Did your mortgage go up or stay the same?

For the purposes of this article we'll skip considering that your house is only worth $200,000 and that it's twice as big as it needs to be, your utilities expenses are twice as big as they need to be, your carbon foot-print is twice what it should be, and you spend twice as long cleaning it than you would a home rightsized to your family's size.  Given all that, does it make sense to borrow $100,000 in the first place?

How you may be at risk for increased monthly payments

On December 14, a Detroit News editorial urged readers to keep school bond debt in-check. It starts:
Because of sinking property tax revenues, more and more school districts have turned to a state revolving loan fund to help them meet payments on bonds they sold for new construction or remodeling buildings. Obligations in that fund have shot up to $1.2 billion during the real estate crisis, or the equivalent of $60 per student, and are threatening to more than double in the next 10 years.
Using our example from above, if a school district has to pay $1000/month to its bond holders but when property values drop and the district can only afford to pay $700/month, the state School Aid Fund lends money to the district to make up the $300/month difference.

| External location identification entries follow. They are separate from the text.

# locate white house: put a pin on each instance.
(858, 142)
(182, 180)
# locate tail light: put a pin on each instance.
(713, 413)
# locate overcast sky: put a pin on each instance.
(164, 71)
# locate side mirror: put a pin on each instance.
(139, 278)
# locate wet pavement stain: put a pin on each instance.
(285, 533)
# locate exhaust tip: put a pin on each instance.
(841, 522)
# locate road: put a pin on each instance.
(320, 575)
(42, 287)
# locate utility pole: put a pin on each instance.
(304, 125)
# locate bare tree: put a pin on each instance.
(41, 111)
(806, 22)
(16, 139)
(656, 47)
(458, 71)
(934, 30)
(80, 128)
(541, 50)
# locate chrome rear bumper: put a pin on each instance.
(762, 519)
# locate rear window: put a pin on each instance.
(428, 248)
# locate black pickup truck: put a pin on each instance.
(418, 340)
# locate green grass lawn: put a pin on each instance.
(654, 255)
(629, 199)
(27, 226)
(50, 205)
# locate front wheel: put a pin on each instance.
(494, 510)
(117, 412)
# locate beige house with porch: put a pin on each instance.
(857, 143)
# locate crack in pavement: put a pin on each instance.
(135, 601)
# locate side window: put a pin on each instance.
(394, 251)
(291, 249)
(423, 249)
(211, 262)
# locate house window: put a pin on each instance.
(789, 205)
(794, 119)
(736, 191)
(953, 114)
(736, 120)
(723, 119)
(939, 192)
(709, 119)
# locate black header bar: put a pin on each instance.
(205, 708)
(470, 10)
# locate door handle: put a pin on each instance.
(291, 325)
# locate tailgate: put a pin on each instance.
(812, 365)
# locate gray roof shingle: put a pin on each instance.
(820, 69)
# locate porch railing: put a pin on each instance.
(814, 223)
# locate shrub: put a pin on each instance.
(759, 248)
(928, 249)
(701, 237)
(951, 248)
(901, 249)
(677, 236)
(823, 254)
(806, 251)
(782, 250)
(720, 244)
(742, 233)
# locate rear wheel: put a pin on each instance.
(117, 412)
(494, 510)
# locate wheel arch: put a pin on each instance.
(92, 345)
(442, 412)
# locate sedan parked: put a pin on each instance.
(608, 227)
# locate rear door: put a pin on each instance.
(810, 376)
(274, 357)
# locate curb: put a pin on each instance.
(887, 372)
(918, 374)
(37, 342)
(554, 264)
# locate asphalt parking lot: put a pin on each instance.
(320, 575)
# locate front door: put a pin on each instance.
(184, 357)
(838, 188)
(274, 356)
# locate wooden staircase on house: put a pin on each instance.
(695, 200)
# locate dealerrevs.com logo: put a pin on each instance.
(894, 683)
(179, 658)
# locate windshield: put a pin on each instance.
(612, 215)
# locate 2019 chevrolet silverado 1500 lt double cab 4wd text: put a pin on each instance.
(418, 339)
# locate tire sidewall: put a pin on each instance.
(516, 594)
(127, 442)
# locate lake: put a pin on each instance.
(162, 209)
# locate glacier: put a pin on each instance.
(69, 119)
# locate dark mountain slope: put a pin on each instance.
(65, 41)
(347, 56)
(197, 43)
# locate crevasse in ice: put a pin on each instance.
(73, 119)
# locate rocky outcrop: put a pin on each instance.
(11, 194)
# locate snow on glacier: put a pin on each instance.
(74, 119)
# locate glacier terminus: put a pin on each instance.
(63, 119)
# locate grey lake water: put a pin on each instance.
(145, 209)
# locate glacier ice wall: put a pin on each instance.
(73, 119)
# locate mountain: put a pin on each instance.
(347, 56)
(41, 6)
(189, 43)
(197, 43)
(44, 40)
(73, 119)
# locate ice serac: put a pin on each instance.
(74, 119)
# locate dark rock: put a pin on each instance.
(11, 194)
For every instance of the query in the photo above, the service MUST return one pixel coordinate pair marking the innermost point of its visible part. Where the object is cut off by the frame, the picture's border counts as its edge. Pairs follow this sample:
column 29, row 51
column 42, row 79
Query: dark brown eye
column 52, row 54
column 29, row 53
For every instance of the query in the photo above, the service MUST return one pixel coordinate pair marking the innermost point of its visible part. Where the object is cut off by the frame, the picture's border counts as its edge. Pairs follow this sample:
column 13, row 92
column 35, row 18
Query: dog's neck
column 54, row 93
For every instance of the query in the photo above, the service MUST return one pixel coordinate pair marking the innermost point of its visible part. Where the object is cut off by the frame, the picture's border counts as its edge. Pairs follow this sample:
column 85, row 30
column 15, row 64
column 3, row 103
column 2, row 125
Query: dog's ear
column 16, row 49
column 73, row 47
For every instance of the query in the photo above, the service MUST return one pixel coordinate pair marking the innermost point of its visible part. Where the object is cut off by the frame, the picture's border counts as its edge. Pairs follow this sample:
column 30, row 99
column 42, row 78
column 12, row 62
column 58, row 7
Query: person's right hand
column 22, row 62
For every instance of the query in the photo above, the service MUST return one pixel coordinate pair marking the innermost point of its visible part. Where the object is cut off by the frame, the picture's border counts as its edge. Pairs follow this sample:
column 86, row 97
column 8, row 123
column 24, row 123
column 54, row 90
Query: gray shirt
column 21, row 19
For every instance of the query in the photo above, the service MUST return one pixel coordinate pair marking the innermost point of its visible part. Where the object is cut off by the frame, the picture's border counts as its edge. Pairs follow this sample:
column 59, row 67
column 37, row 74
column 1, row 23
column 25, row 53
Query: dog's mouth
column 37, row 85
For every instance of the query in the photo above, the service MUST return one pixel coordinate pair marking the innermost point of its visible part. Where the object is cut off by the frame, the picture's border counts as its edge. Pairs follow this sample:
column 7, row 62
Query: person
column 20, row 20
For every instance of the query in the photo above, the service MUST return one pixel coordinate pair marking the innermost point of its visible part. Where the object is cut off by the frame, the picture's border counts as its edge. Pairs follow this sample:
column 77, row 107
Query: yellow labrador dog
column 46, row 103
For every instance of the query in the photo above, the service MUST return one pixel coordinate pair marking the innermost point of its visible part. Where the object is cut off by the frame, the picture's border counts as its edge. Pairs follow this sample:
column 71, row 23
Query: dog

The money for making up the difference between falling property values, the taxes they generate, and what school districts owe has ballooned to $1.2 billion--and because that money comes out of the school-aid fund, there is $60 less per-student to spend on books, curriculum, equipment, and teachers.  You know, the things that have a far greater impact on our children's education than decorating.
A problem under the existing rules is that school districts can roll their state debt into new bond issues for additional construction projects before the old bonds are paid off. State repayment thus can get extended past 30 or 40 years. The state, meanwhile, has issued general obligation bonds to raise the money it loaned the school districts and long since repaid the general obligation bonds.
That should sound familiar.  The Ferndale School District hasn't paid-off a single single bond since at least 1995, and the proposed bond will extend our indebtedness out 29 years--to 2041.
To keep school district bonds from eating further into per-pupil spending, Lansing is considering new legislation. 
Pending Senate legislation (SB-770)would rein in these practices not just by putting a $1.5 billion lid on the total the state could allow school districts to borrow. 
It also would require school districts involved in the state program to at least once a year recalculate the millage rate they use to pay off their construction bonds. A school district would have to raise its millage rate whenever necessary to meet the principal and interest payments on its bonded indebtedness.  
When asking voters to approve a bond proposal, the school district would have to notify them that the proposed millage rate wouldn't necessarily remain the same, but actually could go higher.
This is an easy law to support.  It would require school districts to actually pay for their renovation projects without borrowing money from students.  The bite is that when property values fall taxpayers may be required to pay more.

Our $1000/month may go up when we can least afford it--when our property values are falling.

Given this background, it's more important than it has been that taxpayers hold their school boards and administrations accountable for student performance.  The relationship between schools and property values is student performance and property values, and a strong inverse relationship between standardized test scores and foreclosure rates--the higher the scores the lower the foreclosure rate.

Without our district's board and administrators having a clear goal to increase our community's student performance, and a clearer goal for achieving that objective, taxpayers should vote no on the new school millage.